Conversar com motorista de carro não justifica abordagem pessoal

Conversar com motorista de carro não justifica abordagem pessoal

A simples conduta de conversar com o motorista de um veículo estacionado, isoladamente considerada, não confere fundadas razões para a ocorrência do crime de tráfico de drogas, nem justifica a abordagem pessoal.

Com esse entendimento, a 6ª Turma do Superior Tribunal de Justiça concedeu a ordem em Habeas Corpus para absolver um homem da condenação por tráfico. A decisão foi por maioria de votos.

A acusação decorreu da ação de guardas municipais que estavam em patrulhamento quando viram duas pessoas no que definiram como “atitude típica de venda de drogas”: uma delas estava no carro e conversava com outra, fora do veículo.

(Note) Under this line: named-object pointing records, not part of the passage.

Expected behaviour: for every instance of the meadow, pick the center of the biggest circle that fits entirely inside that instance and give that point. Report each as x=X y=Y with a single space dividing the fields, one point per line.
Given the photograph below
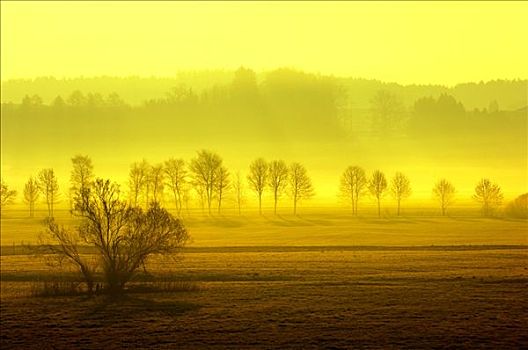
x=321 y=280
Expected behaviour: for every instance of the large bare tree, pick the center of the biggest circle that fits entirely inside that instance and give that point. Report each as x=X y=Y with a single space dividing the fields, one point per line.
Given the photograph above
x=31 y=194
x=257 y=178
x=7 y=196
x=444 y=192
x=49 y=187
x=377 y=187
x=123 y=236
x=400 y=189
x=489 y=195
x=278 y=180
x=175 y=177
x=353 y=185
x=204 y=170
x=300 y=185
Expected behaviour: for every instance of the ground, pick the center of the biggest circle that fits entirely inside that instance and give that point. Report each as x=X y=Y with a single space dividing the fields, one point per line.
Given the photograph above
x=451 y=283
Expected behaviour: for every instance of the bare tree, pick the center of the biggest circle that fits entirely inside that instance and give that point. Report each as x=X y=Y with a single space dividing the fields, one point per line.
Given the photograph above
x=278 y=177
x=300 y=185
x=156 y=180
x=221 y=185
x=518 y=208
x=175 y=177
x=7 y=196
x=137 y=180
x=258 y=174
x=377 y=187
x=49 y=187
x=238 y=186
x=489 y=195
x=400 y=188
x=123 y=236
x=31 y=194
x=353 y=185
x=444 y=192
x=81 y=176
x=204 y=169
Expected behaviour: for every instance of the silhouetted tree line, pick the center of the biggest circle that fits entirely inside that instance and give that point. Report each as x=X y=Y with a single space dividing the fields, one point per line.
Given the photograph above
x=206 y=181
x=285 y=103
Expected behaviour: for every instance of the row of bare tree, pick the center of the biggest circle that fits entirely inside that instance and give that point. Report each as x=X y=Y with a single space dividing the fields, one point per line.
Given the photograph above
x=211 y=181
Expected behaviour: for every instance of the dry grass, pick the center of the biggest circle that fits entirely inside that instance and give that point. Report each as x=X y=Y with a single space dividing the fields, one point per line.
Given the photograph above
x=319 y=281
x=304 y=299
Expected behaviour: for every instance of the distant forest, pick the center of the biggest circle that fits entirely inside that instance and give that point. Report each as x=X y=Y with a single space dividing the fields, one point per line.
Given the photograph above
x=286 y=103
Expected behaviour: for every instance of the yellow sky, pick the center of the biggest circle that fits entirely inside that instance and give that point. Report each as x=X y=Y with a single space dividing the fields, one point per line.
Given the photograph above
x=437 y=42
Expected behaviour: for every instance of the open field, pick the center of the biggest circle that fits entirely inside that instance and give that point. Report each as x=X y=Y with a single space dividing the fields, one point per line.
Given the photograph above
x=315 y=228
x=323 y=280
x=303 y=299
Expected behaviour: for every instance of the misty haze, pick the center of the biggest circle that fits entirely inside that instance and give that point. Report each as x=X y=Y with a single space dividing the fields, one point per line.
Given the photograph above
x=232 y=175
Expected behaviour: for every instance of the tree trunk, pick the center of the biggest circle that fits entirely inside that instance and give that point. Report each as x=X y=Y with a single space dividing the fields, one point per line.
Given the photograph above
x=275 y=206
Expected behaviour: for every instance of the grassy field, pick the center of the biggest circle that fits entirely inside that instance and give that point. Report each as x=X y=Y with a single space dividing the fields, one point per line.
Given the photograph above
x=323 y=280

Por esse motivo, fizeram a abordagem. Com quem estava no automóvel, nada foi encontrado. Já com a pessoa da calçada, houve a apreensão de seis porções de crack e R$ 325,60. Os guardas ainda encontraram mais 62 porções da droga em um maço de cigarro no chão.

Abordagem pessoal ilegítima

Para o Tribunal de Justiça de São Paulo, as provas são válidas. Isso porque a abordagem se deu em área conhecida como ponto de tráfico de drogas. A corte estadual entendeu que dialogar com pessoa pela janela do veículo denota ação visado ao comércio de entorpecentes.

No entanto, o relator do Habeas Corpus, ministro Rogerio Schietti, destacou que a simples conduta de conversar com o motorista de um veículo, isoladamente considerada, não configura indício de porte de corpo de delito.

“Ainda que se admita que a guarda municipal pode executar buscas pessoais, assim como as polícias militares, não está dispensada de observar o requisito legal constante do artigo 244 do Código de Processo Penal.”

O relator foi acompanhado pelos ministros Sebastião Reis Júnior e Antonio Saldanha Palheiro, além do desembargador convocado Otávio de Almeida Toledo. Abriu a divergência e ficou vencido o ministro Og Fernandes.

Fundadas razões

Em sua análise, embora o simples ato de conversar com o motorista de um veículo não dê fundadas razões para a abordagem, o contexto geral descrito basta para justificar a percepção da ocorrência de um crime.

“Durante o patrulhamento em uma área conhecida como ponto de venda de drogas, é natural que os agentes suspeitem de um indivíduo que está próximo à janela de um veículo, conversando com o ocupante do banco do motorista”, disse o magistrado.

“A suspeita é, portanto, fundada nas circunstâncias do caso concreto, não se estando diante de denúncias anônimas genéricas ou de impressões subjetivas, intangíveis e não demonstráveis de maneira clara.”

Jurisprudência paradoxal

As razões que permitem a abordagem de pessoas na rua ainda estão sendo analisadas e definidas pela jurisprudência do STJ, tribunal responsável por dar a última palavra na interpretação do Direito Federal.

A premissa básica é a de que são necessárias fundadas razões que possam ser concretamente aferidas e justificadas a partir de indícios. Isso elimina a ação baseada exclusivamente na percepção policial. Na prática, sabe-se que essas ações são contaminadas por preconceitos de classe ou raça.

Aos poucos, porém, o STJ percebeu que essa análise precisaria ser mais flexível. Assim, denúncia anônima e intuição policial não justificam que alguém seja parado e revistado na rua. Por outro lado, fugir ao ver a polícia é motivo suficiente.

Entre os exemplos de construção dessa jurisprudência, estão os julgados em que o STJ concluiu ser ilegal a ação da polícia motivada pelo mero fato de duas pessoas estarem em uma moto ou pelo motorista estar usando capacete em local onde isso não é a praxe.

Estar em ponto de tráfico e ser conhecido no meio policial também não bastam para esse tipo de ação dos agentes, assim como titubear ou parecer querer fugir ao ver a viatura.

Em sentido oposto, demonstrar nervosismo ao ver a presença policial pode bastar para a busca pessoal, desde que aliado a outros fatores.